President of Honduras Calls for Drug Legalization

It seems that there is a growing trend in Latin America to openly challenge Washington’s war on drugs. Yesterday, Manuel Zelaya, president of Honduras, openly called for the legalization of drugs as a way to tackle drug-trafficking violence. The venue for Zelaya’s plea couldn’t be less welcoming: a ministerial summit of the UN Office of Drugs and Crime.

However, Zelaya is not alone in Latin America. In Argentina, the current government of Cristina Fernández is promoting the decriminalization of drug consumption. In Mexico, where drug related violence is tearing the country apart, the PRD, the biggest opposition party, has also openly called to legalize drugs. And this is not just a left-leaning phenomenon. Felipe Calderón, Mexico’s conservative president, has recently proposed decriminalizing small amounts of some drugs, including cocaine and marijuana.

There are several factors that explain why Latin American leaders are now calling for a different approach to the U.S. international war on drugs. First, the left-leaning governments that don’t enjoy good relations with Washington are less concerned with upsetting it. Second, drug-related violence and corruption are reaching highly disturbing levels, especially in Mexico and Central America and are overwhelming law enforcement authorities. In Guatemala the local army recently admitted that there are portions of the country’s territory under the control of local cartels. Washington’s war on drugs is threatening the stability of these democracies.

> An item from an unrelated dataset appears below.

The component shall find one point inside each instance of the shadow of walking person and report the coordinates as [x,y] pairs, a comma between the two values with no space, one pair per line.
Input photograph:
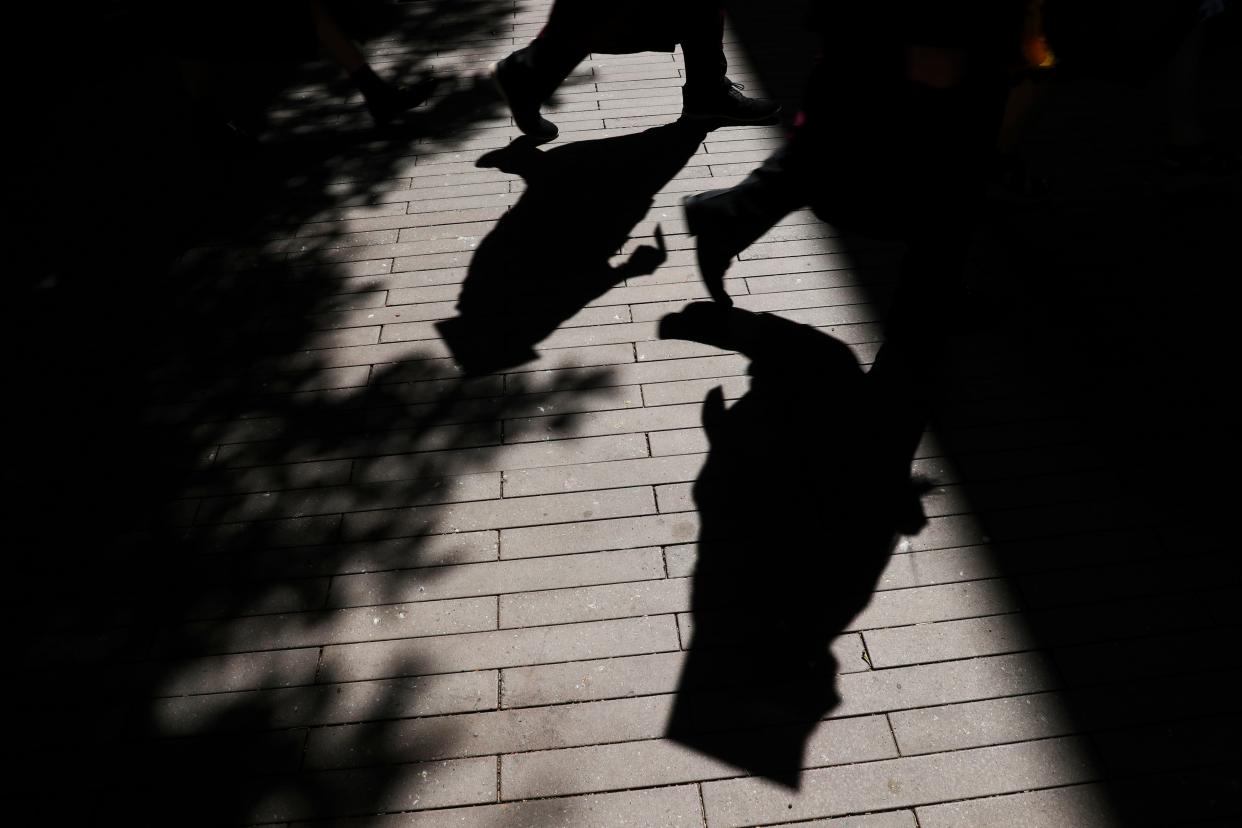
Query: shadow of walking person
[548,257]
[804,493]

However, another important factor is that many Latin American countries are now less susceptible to punishment from the United States, thanks in part to free trade agreements. A decade ago, all Latin American countries but Mexico depended on unilateral trade preferences to export to the U.S. market. Upsetting Washington could represent losing these preferences. Today, 11 Latin American countries have implemented (or are in the process of implementing) permanent trade agreements with the United States that ironically gives them more stability in their relationship with Washington.

As Ted Galen Carpenter recently explained in an op-ed, the stakes are too high for stability and security not only for Latin American countries but also for the U.S. Let’s hope that more leaders in the region raise their voices against the failed international war on drugs, and call for sensible policies such as drug legalization.